Conner Avenue | The Factory That Made Vipers
The Viper was assembled at Conner Avenue Assembly on East Conner Avenue in Detroit, a plant that FCA opened specifically for Viper production in 1995. Workers there assembled the car largely by hand. The plant was not automated in the conventional automotive sense. Each Viper took roughly three days to build, a process that required skilled technicians rather than robotic assembly lines.
FCA used Conner Avenue as a demonstration facility and tourist attraction during its peak years, offering public tours that highlighted the hand-built nature of the car. After Viper production ended in 2017, the plant was repurposed. It no longer builds Vipers. The physical infrastructure of the program — the tooling, the fixtures, the supply relationships — has been wound down.
Restarting Viper production would not simply mean turning a key. It would mean rebuilding a supply chain, retooling a facility, recertifying the car to current safety standards, and funding an entirely new engineering program. None of that is in motion.
What Dodge Is Doing Instead
Dodge's performance focus has shifted entirely to the Charger platform. The Charger Daytona is Dodge's first mass-produced EV, using an electric powertrain with what the company calls "fratzonic chambered exhaust" to generate exhaust-style sound through a speaker system. The Charger Six-Pack uses a 3.0-liter turbocharged inline-six engine called the Hurricane, available in standard and high-output configurations.
Neither the Daytona EV nor the Six-Pack is a two-seat sports car. Neither is rear-wheel drive only. Neither has a manual gearbox. Dodge is building volume muscle cars for its traditional buyer base, not low-volume exotics for the collector market. The Viper sat in a different commercial space, one Dodge has chosen not to occupy.

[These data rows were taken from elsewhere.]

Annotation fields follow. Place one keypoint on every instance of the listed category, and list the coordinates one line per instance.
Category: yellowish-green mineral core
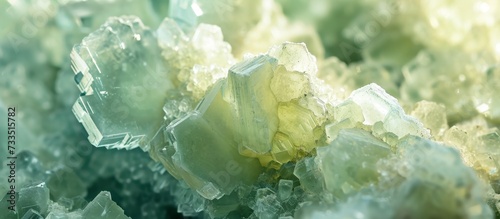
(255, 109)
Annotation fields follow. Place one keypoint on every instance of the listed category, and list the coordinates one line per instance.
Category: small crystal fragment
(103, 207)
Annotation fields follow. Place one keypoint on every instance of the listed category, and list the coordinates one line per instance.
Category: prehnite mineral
(251, 109)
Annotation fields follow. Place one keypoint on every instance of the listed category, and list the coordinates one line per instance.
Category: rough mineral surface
(250, 109)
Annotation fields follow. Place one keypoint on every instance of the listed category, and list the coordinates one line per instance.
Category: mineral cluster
(250, 109)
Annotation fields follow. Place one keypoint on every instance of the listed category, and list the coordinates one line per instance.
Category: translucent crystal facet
(123, 84)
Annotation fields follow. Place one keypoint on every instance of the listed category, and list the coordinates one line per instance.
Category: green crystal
(349, 162)
(103, 207)
(121, 102)
(33, 198)
(211, 176)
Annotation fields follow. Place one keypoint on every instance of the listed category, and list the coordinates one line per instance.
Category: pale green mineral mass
(196, 59)
(349, 162)
(255, 116)
(102, 207)
(35, 198)
(200, 149)
(123, 82)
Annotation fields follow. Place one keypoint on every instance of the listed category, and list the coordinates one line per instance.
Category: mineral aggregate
(250, 109)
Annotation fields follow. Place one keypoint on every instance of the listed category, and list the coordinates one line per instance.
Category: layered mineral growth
(267, 134)
(123, 84)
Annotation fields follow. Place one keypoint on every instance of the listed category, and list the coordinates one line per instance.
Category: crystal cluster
(251, 109)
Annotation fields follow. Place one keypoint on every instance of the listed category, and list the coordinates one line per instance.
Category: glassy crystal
(103, 207)
(123, 82)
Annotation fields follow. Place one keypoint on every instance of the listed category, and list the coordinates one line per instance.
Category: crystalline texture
(102, 207)
(255, 105)
(377, 105)
(349, 162)
(123, 83)
(200, 149)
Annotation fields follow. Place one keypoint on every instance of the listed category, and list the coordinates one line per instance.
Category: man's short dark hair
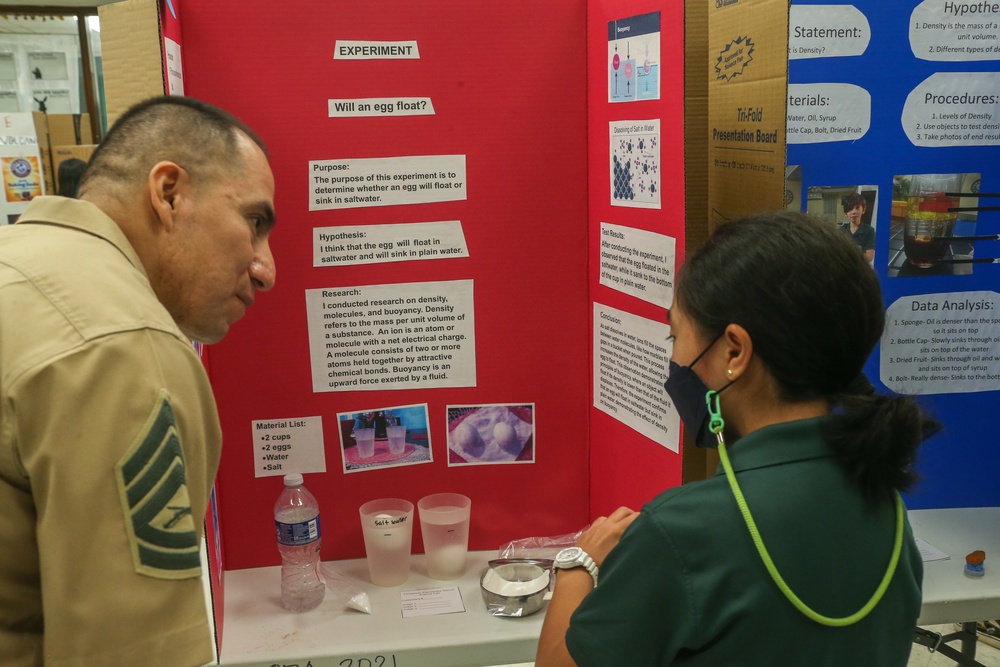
(852, 200)
(194, 134)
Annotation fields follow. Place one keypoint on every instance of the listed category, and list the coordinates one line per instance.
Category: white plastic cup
(444, 525)
(365, 437)
(387, 524)
(397, 439)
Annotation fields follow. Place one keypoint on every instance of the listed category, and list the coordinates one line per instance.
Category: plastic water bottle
(296, 520)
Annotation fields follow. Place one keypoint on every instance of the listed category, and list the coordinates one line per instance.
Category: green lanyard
(716, 424)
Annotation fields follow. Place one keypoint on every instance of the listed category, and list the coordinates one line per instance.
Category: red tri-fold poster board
(448, 176)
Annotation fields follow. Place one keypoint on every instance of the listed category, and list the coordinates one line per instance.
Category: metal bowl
(514, 587)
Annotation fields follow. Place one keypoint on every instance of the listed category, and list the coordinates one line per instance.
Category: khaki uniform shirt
(109, 444)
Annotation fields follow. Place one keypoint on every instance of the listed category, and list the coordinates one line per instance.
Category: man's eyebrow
(267, 210)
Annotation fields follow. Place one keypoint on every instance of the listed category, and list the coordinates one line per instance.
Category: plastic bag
(345, 590)
(539, 547)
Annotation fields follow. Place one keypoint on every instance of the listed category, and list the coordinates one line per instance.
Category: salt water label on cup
(297, 534)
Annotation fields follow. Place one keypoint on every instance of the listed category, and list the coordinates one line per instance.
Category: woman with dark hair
(799, 551)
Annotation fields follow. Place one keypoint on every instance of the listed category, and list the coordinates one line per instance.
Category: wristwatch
(571, 557)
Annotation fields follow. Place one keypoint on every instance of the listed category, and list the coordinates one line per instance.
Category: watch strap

What Collectors Should Know
Kuniskis's confirmation of the Viper's permanent end is relevant to the collector market. Cars without announced successors, built at declining volumes, with manufacturing infrastructure that has been dismantled, tend to appreciate. The 2016 and 2017 ACR variants in particular have already seen meaningful value increases.

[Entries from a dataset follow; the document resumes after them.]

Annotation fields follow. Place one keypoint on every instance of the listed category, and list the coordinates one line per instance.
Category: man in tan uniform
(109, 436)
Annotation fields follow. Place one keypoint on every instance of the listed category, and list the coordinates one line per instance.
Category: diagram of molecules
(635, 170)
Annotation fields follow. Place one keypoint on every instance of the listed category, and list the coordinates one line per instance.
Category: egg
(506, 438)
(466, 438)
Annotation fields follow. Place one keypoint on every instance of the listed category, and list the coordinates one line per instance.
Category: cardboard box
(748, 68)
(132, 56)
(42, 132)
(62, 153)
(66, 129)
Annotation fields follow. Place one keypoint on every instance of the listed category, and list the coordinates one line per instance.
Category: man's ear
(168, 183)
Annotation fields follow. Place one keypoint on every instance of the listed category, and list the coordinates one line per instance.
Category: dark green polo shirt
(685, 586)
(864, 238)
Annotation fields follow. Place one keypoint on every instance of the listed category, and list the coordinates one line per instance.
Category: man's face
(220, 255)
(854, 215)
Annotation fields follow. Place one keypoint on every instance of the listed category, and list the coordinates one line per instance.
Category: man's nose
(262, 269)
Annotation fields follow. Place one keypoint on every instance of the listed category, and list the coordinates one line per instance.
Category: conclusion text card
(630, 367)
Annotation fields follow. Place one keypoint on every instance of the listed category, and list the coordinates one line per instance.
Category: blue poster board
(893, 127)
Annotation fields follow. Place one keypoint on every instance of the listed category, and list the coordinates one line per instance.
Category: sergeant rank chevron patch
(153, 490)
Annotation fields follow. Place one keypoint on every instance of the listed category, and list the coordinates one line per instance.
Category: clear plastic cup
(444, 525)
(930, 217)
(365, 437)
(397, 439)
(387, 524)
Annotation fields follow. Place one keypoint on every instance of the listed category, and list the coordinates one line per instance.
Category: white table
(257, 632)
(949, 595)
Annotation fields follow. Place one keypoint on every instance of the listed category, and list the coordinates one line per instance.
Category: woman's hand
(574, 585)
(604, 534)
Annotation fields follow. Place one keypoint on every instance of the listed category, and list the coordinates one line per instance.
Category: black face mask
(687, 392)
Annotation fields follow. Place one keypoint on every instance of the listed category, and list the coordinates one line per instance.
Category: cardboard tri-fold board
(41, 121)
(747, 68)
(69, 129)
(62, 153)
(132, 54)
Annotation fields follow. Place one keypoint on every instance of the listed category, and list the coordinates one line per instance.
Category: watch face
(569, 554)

The 2016 Dodge Viper ACR now trades for $80,000 to $110,000 at auction for documented Extreme Aero examples, above the original MSRP for the car. As the supply of low-mileage survivors declines — tracked examples accumulate miles and wear quickly — well-preserved street examples will become increasingly rare.
Kuniskis's DCT comment adds a specific layer. If any future Dodge sports car in the Viper tradition appeared with a dual-clutch automatic, enthusiasts who want a V10 manual American sports car would have exactly one option: buy what was already built. That scarcity premium is already visible in ACR auction results.
Sources
- ^[1]The DriveCast | The Drive | The podcast where SRT chief Tim Kuniskis confirmed the Viper has reached end of lifecycle and discussed what a modern Viper would require.
- ^[2]Dodge Viper News | MotorTrend | Production history, final year coverage, and sales figures for the Viper program.
- ^[3]FMVSS 214 Side Impact Protection | NHTSA | Federal Motor Vehicle Safety Standard 214 side-impact airbag requirements that affected Viper compliance.